Counterfeit hardware poses security risk
A few weeks ago at a cyberwarfare training program, I was asked what single action would have the biggest impact in securing our critical military and intelligence systems? That is a very interesting question that has been on my mind ever since. The answer came on a conference call that took place late last week. On that call the question of supply chain security came up, specifically asking what percentage of components used in a critical piece of security hardware were foreign sourced. For background data, only about 20 percent of all computer chips are made in the United States. The vendor danced around the quest and then a sales representative said, “No one has ever asked this question before, so we should move on.”
That is a dangerous attitude given that counterfeit computer hardware is viewed as a significant problem by private corporations and the military. Two years ago there was a White House report that noted that there had been several “unambiguous, deliberate subversions” of computer hardware.
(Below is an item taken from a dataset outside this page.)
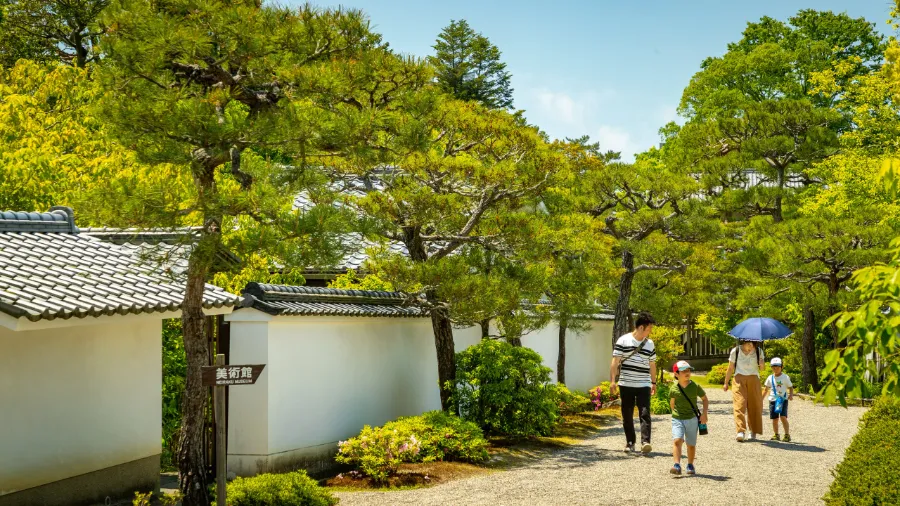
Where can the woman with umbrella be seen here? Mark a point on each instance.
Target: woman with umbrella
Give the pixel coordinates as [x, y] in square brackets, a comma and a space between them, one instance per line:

As I experienced on the conference call, vendors routinely try to side-step this critical security issue. In order to guard against processor level cyberattacks or potential product compromise, vendors should be required to disclose, in a classified setting, all known or suspected vulnerabilities in the devices proposed for use in sensitive security applications or systems. This should be done during the request for proposal process—a proper assessment of the cyber security risks must be part of the offer evaluation. And while you are at it, ask the vendor is they are selling products to China and complying with the rule China enacted this past spring that requires detailed disclosure of the inner-workings of 21 different categories of security products.